The current state of emergency has already been extended numerous times and Tunisia has been under a near-constant state of emergency since June 2015. Although briefly lifted in October 2015, it was reinstated following the November 24, 2015, bus bombing that killed a dozen security guards in downtown Tunis. Authorities frequently dismantle suspected terrorist cells in counterterrorism operations conducted across the country, particularly focused in the eastern Chambi mountain region (Kasserine governorate), where a number of terrorist groups are entrenched. According to estimates by the Ministry of the Interior, several thousand Tunisian nationals are currently fighting for the Islamic State (IS) and other armed groups in Iraq and Syria, raising fears that they could return to Tunisia to perpetrate attacks.
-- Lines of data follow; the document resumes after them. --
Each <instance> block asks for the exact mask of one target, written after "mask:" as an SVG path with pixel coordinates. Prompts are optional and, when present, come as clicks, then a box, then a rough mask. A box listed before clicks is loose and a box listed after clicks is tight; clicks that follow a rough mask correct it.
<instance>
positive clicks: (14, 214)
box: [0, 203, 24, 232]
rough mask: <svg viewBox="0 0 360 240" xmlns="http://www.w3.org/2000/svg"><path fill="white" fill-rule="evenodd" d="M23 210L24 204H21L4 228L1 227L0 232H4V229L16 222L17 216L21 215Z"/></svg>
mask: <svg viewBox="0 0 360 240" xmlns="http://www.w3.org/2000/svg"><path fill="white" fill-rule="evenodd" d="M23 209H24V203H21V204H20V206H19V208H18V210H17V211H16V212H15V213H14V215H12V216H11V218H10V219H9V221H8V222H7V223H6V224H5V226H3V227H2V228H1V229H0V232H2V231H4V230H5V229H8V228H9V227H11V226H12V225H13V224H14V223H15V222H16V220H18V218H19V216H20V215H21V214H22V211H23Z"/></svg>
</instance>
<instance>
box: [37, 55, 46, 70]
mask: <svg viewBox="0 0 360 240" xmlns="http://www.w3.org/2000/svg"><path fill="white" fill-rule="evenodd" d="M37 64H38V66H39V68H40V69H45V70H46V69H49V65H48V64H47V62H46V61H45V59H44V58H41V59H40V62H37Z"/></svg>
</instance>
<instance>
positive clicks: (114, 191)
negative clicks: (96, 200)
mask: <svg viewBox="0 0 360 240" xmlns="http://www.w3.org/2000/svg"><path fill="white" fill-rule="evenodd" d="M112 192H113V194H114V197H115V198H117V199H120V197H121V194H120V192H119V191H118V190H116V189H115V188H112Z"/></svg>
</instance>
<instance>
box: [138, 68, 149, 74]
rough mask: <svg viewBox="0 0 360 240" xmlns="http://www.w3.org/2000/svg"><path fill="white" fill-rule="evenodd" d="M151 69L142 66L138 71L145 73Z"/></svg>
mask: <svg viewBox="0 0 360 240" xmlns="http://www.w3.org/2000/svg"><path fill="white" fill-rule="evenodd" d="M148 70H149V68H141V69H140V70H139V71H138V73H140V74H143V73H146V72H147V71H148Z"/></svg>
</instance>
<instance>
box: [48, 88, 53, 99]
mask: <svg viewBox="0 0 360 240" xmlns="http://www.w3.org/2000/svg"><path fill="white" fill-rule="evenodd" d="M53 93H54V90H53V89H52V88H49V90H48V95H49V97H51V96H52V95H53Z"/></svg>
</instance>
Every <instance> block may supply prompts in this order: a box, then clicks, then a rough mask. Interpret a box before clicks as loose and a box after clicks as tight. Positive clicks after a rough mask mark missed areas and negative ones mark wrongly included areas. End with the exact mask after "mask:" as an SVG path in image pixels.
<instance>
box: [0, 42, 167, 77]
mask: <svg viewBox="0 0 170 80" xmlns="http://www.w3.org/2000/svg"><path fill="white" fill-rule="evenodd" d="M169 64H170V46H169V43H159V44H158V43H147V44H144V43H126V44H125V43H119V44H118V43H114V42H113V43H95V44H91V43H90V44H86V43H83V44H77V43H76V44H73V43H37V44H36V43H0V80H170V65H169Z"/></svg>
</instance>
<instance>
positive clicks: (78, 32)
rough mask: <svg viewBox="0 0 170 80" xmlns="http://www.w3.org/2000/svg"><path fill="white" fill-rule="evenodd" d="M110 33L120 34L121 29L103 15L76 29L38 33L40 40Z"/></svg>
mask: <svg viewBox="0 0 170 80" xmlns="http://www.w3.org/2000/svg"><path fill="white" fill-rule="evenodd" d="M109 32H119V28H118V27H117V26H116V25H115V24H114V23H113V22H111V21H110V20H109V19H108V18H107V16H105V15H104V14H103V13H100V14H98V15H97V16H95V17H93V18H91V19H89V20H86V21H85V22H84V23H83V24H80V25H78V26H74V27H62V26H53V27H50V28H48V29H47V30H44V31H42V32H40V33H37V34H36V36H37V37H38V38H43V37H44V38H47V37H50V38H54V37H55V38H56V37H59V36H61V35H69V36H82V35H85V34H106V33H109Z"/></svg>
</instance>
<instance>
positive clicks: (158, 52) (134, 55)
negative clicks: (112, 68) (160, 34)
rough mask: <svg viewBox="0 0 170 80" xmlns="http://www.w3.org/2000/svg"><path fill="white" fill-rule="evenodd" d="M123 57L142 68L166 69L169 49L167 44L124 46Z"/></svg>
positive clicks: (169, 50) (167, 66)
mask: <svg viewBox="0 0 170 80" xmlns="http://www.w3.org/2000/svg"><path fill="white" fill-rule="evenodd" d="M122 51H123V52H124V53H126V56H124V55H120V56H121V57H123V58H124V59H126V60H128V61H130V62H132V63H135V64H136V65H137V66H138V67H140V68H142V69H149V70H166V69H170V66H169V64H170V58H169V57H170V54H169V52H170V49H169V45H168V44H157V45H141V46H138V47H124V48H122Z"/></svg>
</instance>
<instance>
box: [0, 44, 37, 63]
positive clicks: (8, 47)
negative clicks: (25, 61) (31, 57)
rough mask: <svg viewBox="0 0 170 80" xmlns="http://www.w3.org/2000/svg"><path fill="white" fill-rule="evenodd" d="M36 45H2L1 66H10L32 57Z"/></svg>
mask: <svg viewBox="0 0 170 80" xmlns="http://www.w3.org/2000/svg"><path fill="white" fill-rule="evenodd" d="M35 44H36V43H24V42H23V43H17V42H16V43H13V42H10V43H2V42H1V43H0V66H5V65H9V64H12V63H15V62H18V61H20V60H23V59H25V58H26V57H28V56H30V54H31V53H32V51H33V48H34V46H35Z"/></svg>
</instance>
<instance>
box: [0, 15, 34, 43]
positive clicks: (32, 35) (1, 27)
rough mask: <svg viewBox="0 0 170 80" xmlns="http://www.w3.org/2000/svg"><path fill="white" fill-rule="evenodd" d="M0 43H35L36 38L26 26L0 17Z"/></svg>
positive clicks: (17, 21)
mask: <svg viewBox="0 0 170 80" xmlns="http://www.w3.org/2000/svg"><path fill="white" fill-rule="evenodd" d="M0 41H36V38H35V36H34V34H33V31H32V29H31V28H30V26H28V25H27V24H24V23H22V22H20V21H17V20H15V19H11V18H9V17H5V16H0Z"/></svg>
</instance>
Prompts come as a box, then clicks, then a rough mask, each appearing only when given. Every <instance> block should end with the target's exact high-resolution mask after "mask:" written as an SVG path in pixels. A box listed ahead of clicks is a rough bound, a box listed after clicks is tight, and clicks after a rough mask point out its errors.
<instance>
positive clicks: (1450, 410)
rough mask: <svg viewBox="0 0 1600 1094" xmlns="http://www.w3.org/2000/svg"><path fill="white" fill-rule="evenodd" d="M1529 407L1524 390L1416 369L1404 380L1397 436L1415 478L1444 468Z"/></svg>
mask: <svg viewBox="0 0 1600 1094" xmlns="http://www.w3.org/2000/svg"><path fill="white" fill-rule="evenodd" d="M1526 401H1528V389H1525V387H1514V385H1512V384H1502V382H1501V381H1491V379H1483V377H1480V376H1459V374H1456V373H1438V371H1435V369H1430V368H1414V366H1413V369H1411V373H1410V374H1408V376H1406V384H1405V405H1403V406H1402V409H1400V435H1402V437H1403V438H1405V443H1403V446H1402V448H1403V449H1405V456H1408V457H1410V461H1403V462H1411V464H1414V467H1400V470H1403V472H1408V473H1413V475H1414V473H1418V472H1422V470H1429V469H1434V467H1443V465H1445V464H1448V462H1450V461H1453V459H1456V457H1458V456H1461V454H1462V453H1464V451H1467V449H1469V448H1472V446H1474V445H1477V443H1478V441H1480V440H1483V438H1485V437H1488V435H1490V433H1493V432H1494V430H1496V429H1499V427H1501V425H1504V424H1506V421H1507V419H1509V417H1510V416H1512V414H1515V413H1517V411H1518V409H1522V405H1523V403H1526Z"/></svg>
Individuals in Tunisia are advised to remain vigilant and to report any suspicious objects or behavior to the authorities, particularly when visiting sites deemed particularly likely to be targeted in an attack (public transportation, train stations, ports, airports, public or government buildings, embassies or consulates, international organizations, schools and universities, religious sites, markets, hotels and restaurants frequented by foreigners/Westerners, festivals, etc.). Certain Western governments advise against travel to the south of the country on the borders with Algeria and Libya, and the Kasserine region, due to the presence of armed groups.